Being alone has taught me to love the hustle: One of the reasons I left Los Angeles was to get away from the normalcy and suffocating routine of my hometown. I left everything behind. The payoff was being completely alone. In exchange for family and close friends, I had an empty apartment, solo meals and days on end without close company. I watched the rise and fall of the sun from my apartment with no human contact within twenty four to forty eight hour time spans. With that solidarity, I exploited and maximized my time to do everything I’ve ever wanted to do — I did whatever I wanted to do, over and over again, risking failure and relishing the opportunity to do something new every day. Moving here gave me the privilege of being alone for a few years to pursue my dreams rather than risk regretting not doing something before marriage and kids.
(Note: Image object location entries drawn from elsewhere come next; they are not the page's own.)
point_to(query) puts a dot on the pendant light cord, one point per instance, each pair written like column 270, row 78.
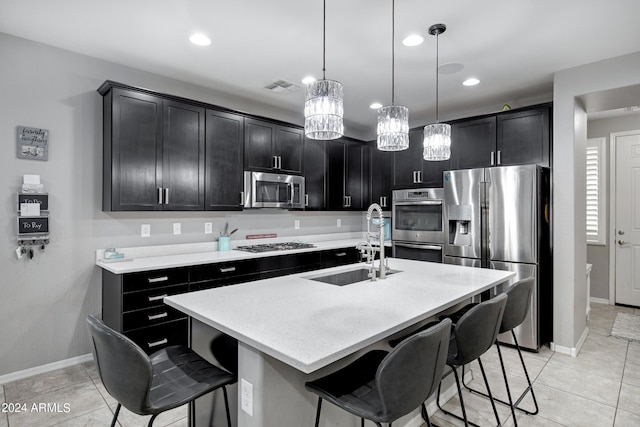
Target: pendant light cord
column 324, row 38
column 393, row 52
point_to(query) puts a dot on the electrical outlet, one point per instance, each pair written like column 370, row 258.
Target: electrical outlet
column 246, row 389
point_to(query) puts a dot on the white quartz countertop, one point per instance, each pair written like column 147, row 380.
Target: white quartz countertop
column 146, row 263
column 309, row 324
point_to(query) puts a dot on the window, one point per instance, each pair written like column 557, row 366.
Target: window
column 596, row 191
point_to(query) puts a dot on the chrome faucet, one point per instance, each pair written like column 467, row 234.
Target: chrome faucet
column 383, row 268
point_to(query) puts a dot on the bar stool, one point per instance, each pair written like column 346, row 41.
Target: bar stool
column 474, row 334
column 384, row 386
column 518, row 304
column 150, row 385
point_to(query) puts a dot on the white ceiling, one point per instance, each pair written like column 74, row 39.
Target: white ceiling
column 512, row 46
Moving to New York also put into context how much I’ve changed and grown over the past few years: When I first moved here, I reached out to preexisting friendships and began meeting friends I knew from high school and college. There was one college who was going through a rough patch when I moved here: he was going through some relationship troubles at the time and needed an ear and friend to support him. I listened, went to his play, supported him and even asked to be trained by him. When I mentioned I wasn’t able to train with him, unable to cough up $700 at the time for a few sessions, he implied that I was playing games. Some more passive aggressive texts followed from him. Looking at the blatant disrespect and rudeness, I decided that this was it for us. I ignored subsequent texts from him when he apologized. I realized that my tolerance for new friendships was very low — I already had a group of five close friends I grew up with and their constant support, respect and patience was what I expected out of future friendships. Anything less was not worth my time. I had changed and it was all for the better.


I learned to let go of control and let life happen: Moving to New York taught me to embrace the life I’m living. Granted, my life is nowhere near what I had expected when I was eleven planning out my life (i.e. residency at 22 and a marriage at 26) but it is exactly the adventure I had hoped for.

I sincerely believe everyday is a gift when I wake up: everything I had ever worked hard for is at my disposal — from my view to my furniture, my apartment is put together solely by me, each IKEA furniture put together by my own blood, sweat and tears. I work on projects that have a greater purpose. I run full speed for miles across the streets of New York, between skyscrapers and waterfronts, past crowds, cabs and carts. I thrive off the sense of exhilaration of being completely free. I love the feeling of coming home, walking down my long hallway with pictures of family and falling asleep alone to a view of the city. I love being completely alone, feeling at peace with my own company. I fell in love with my own life and NYC was the perfect place to find myself again and launch the next phase of my life.